Recipe~ Strawberry Rhubarb Pudding
Strawberries and rhubarb are plentiful this time of year. Since I don’t have time to make pie crust from scratch, and I had an overabundance of strawberries and rhubarb, I created this recipe. Add several day-old croissants, sugars and spices… and you’ve got a delicious dessert.
Strawberry Rhubarb Pudding
4-large croissants, cut into cubes or stale bread (about 8-10 cups)
4 cups rhubarb, 1/2-inch dice
3 cups strawberries, quartered
1/2 cup sugar
1 cup light brown sugar
4 large eggs, slightly beaten
2 cups whole milk
2 teaspoons vanilla
1 teaspoon cinnamon
3/4 cup light brown sugar, packed
3/4 cup butter
Preheat oven to 350 degrees. Butter a 9 x 13-inch pan or a large baking dish. In a large bowl, add eggs, milk, brown sugar, cinnamon and vanilla to make the custard mixture. Mix together until well blended. Add croissants. Let it sit for at least 30 minutes, for the croissants to soak up as much of the custard mixture as possible. Add rhubarb and strawberries and gently mix together, until well blended.

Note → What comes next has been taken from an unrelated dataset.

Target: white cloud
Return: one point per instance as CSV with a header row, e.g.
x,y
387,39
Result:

While the croissants are soaking make the topping. In a medium bowl, add butter and brown sugar. Mix together with a fork, until it forms a crumbly mass.
Pour croissant and fruit mixture into a greased, baking dish. Sprinkle crumble topping over mixture, spreading it evenly with a spoon. Bake pudding for 55-65 minutes, until top is golden brown and slightly caramelized. Test for doneness by inserting a knife into the center and it comes out clean. Cool, or serve warm with ice cream, or milk and a dollop of whipped cream. Enjoy!